Es recién cuando llegan a la casa de Holda que la atmósfera del relato adquiere una mayor importancia, dándole a estas escenas una sensación opresiva y claustrofóbica. El ritmo que ocupa el director es pausado, con momentos donde nos permite sumergirnos en lo que está ocurriendo, algo poco habitual en las películas de terror contemporáneas con estrenos tan masivos. Salvo un par de jump scares innecesarios, la cinta prefiere instalar un aura de intranquilidad sobre el espectador, para convertir a la obra en un viaje inquietante hacia un territorio desconocido. Con este tipo de ambientación, podemos llegar incluso a pasar por alto algunos de los defectos de Gretel & Hansel, ya que, así como Arquímedes dijo que con un punto de apoyo era capaz de mover el mundo, a veces una atmósfera bien construida puede ser la base para defender una película irregular.

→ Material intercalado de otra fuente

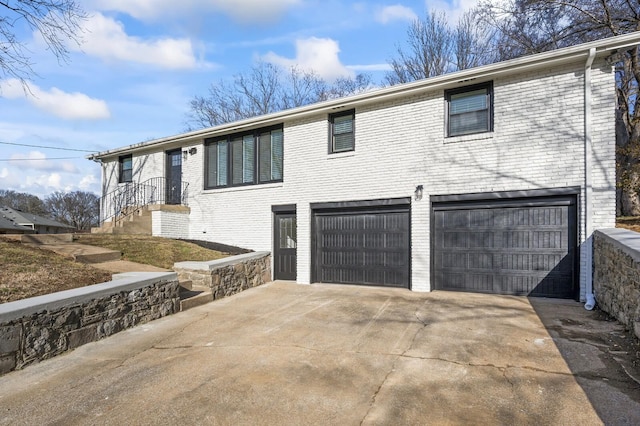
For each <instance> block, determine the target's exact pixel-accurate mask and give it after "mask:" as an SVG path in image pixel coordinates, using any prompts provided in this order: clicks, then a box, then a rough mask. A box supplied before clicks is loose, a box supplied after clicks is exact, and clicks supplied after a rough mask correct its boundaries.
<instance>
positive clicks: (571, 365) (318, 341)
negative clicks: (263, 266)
mask: <svg viewBox="0 0 640 426" xmlns="http://www.w3.org/2000/svg"><path fill="white" fill-rule="evenodd" d="M593 315H594V313H593V312H587V311H585V310H584V309H583V308H582V305H580V304H578V303H576V302H571V301H557V300H544V299H538V300H536V299H531V300H530V299H526V298H522V297H506V296H487V295H480V294H469V293H450V292H434V293H428V294H421V293H412V292H409V291H406V290H395V289H382V288H371V287H366V288H363V287H354V286H337V285H312V286H305V285H297V284H291V283H282V282H276V283H270V284H267V285H265V286H262V287H259V288H255V289H251V290H249V291H246V292H244V293H242V294H239V295H236V296H233V297H230V298H228V299H224V300H220V301H216V302H213V303H210V304H208V305H204V306H201V307H199V308H195V309H192V310H189V311H186V312H183V313H179V314H176V315H174V316H171V317H167V318H164V319H161V320H158V321H155V322H153V323H150V324H146V325H142V326H139V327H137V328H134V329H131V330H128V331H125V332H122V333H120V334H117V335H115V336H113V337H110V338H108V339H105V340H102V341H100V342H97V343H92V344H88V345H86V346H83V347H81V348H79V349H76V350H75V351H74V352H71V353H69V354H67V355H64V356H61V357H58V358H56V359H52V360H49V361H45V362H42V363H40V364H37V365H34V366H31V367H28V368H27V369H25V370H22V371H17V372H13V373H10V374H8V375H6V376H4V377H0V424H65V425H67V424H114V425H115V424H118V425H120V424H233V425H238V424H269V425H275V424H296V425H301V424H314V425H317V424H340V425H357V424H457V423H474V424H582V425H590V424H600V423H607V424H640V402H639V401H640V390H639V386H638V384H637V383H635V382H634V381H633V380H632V379H631V378H629V376H628V375H625V373H624V372H622V373H621V372H620V371H618V370H616V371H614V372H607V371H608V370H612V369H614V370H615V366H614V365H608V362H609V361H607V358H606V357H605V356H604V355H606V354H605V352H607V351H609V352H611V351H610V348H607V347H605V346H606V344H605V343H603V341H601V340H597V339H596V338H595V337H594V339H591V340H590V339H589V338H585V336H588V335H589V333H592V331H593V328H594V327H595V328H597V327H600V328H601V329H600V330H597V331H598V333H600V332H605V333H617V332H621V330H620V329H616V328H615V327H617V326H616V325H615V324H613V323H609V322H604V321H600V320H598V319H594V317H593ZM590 321H591V322H592V323H591V322H590ZM606 327H609V328H606ZM611 327H614V328H611ZM603 330H606V331H603ZM612 330H613V331H612ZM598 335H599V334H598ZM608 375H609V376H608ZM625 377H626V379H625Z"/></svg>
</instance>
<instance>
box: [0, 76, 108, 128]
mask: <svg viewBox="0 0 640 426" xmlns="http://www.w3.org/2000/svg"><path fill="white" fill-rule="evenodd" d="M0 96H2V97H4V98H7V99H26V100H27V101H29V103H31V104H32V105H33V106H35V107H36V108H38V109H40V110H42V111H45V112H48V113H49V114H53V115H55V116H56V117H60V118H63V119H65V120H98V119H103V118H109V116H110V115H111V114H110V112H109V108H108V107H107V103H106V102H105V101H103V100H101V99H94V98H91V97H89V96H87V95H85V94H84V93H79V92H74V93H67V92H63V91H62V90H60V89H58V88H57V87H52V88H51V89H49V90H43V89H41V88H40V87H38V86H36V85H35V84H32V83H29V84H27V87H24V86H23V85H22V84H21V83H20V81H19V80H17V79H15V78H12V79H8V80H4V81H0Z"/></svg>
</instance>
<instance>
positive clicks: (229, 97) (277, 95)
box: [186, 62, 371, 130]
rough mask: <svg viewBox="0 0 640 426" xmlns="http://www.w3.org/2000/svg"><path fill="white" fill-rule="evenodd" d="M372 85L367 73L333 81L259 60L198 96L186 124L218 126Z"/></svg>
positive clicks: (194, 125) (215, 85)
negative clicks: (223, 124)
mask: <svg viewBox="0 0 640 426" xmlns="http://www.w3.org/2000/svg"><path fill="white" fill-rule="evenodd" d="M370 85H371V79H370V77H369V76H368V75H364V74H359V75H357V76H356V77H354V78H350V77H344V78H339V79H337V80H336V81H335V82H334V83H332V84H330V83H328V82H326V81H324V80H323V79H322V78H321V77H320V76H318V75H317V74H315V73H314V72H311V71H306V70H302V69H300V68H299V67H296V66H293V67H290V68H288V69H283V68H280V67H278V66H276V65H273V64H271V63H267V62H258V63H257V64H255V65H254V66H253V67H252V68H251V69H250V70H249V71H248V72H245V73H239V74H236V75H235V76H234V77H233V81H232V82H231V83H228V82H227V81H225V80H220V81H219V82H218V83H216V84H212V85H211V86H210V87H209V93H208V95H207V96H194V97H193V99H192V100H191V101H190V103H189V113H188V114H187V123H186V124H187V127H188V129H189V130H194V129H199V128H203V127H212V126H217V125H220V124H224V123H229V122H232V121H237V120H241V119H244V118H249V117H255V116H258V115H264V114H270V113H273V112H277V111H282V110H285V109H289V108H295V107H299V106H303V105H308V104H312V103H315V102H320V101H323V100H327V99H332V98H335V97H340V96H346V95H349V94H352V93H358V92H360V91H362V90H366V89H368V88H369V86H370Z"/></svg>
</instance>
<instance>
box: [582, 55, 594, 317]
mask: <svg viewBox="0 0 640 426" xmlns="http://www.w3.org/2000/svg"><path fill="white" fill-rule="evenodd" d="M595 56H596V49H595V48H594V47H592V48H591V49H589V56H588V57H587V62H586V63H585V65H584V216H585V234H586V237H587V238H586V240H585V243H586V251H587V253H586V258H587V259H586V268H587V271H586V274H585V276H586V283H585V284H586V299H587V301H586V303H585V304H584V308H585V309H587V310H589V311H590V310H592V309H593V308H594V307H595V305H596V300H595V296H594V294H593V212H592V210H593V208H592V205H591V198H592V193H593V188H592V183H591V167H592V165H591V159H592V158H593V143H592V140H591V65H592V64H593V60H594V59H595Z"/></svg>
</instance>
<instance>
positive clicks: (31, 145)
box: [0, 142, 96, 152]
mask: <svg viewBox="0 0 640 426" xmlns="http://www.w3.org/2000/svg"><path fill="white" fill-rule="evenodd" d="M0 144H2V145H15V146H28V147H30V148H44V149H59V150H61V151H78V152H96V151H95V150H94V151H90V150H88V149H74V148H58V147H55V146H43V145H27V144H23V143H11V142H0Z"/></svg>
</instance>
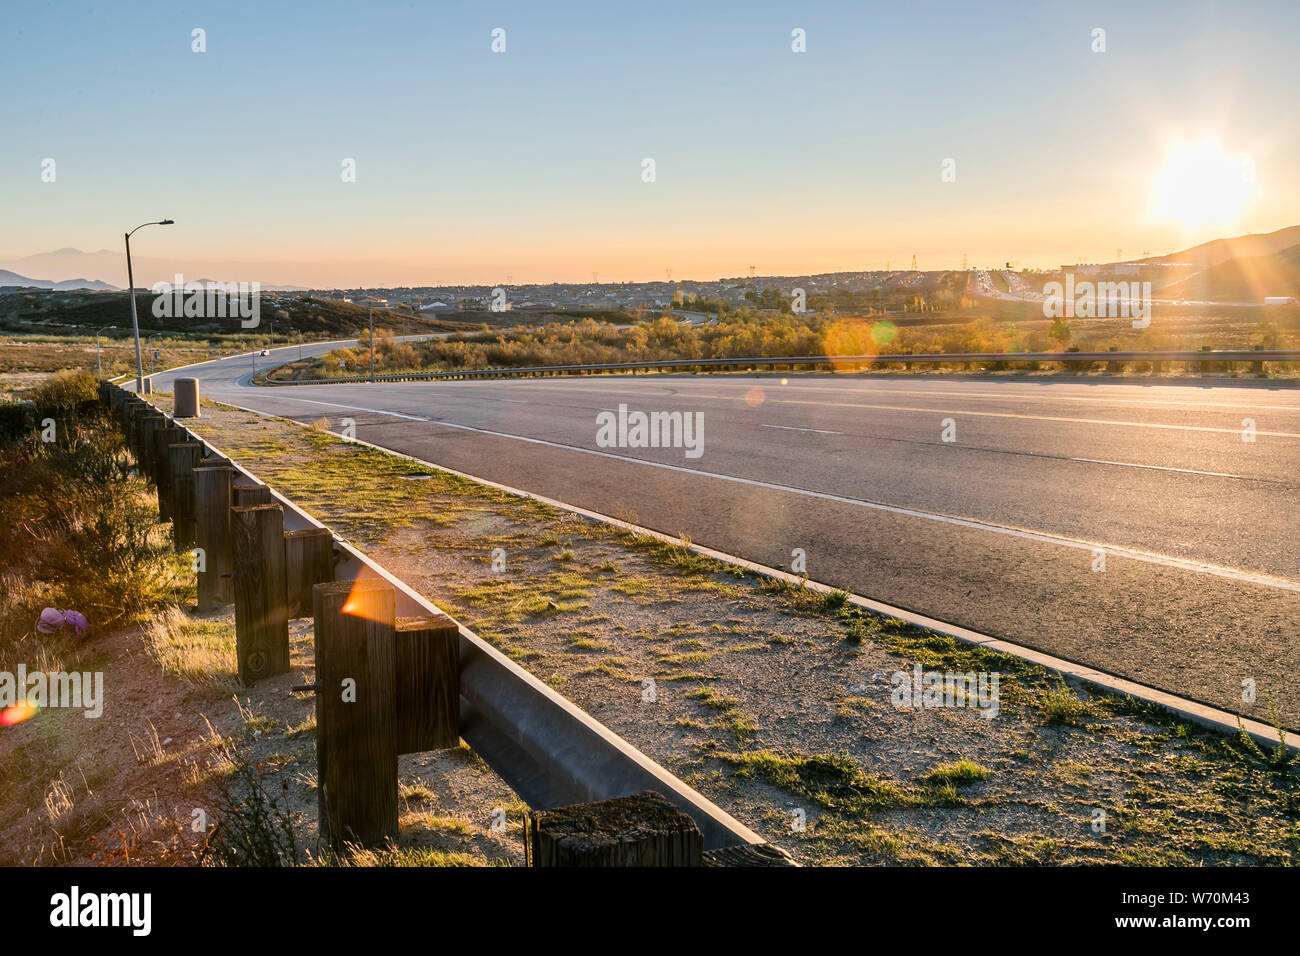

Las ideas y las intenciones están ahí, aunque algunos pasos en falso impiden verla como una cinta sobresaliente. Las comparaciones pueden ser odiosas, pero debido a algunos temas en los que coinciden y la preponderancia que le dan a sus respectivas atmósferas, analizar esta obra al lado de la que hizo Eggers algunos años atrás puede servir para identificar dónde está lo que le faltó a la dirigida por Perkins.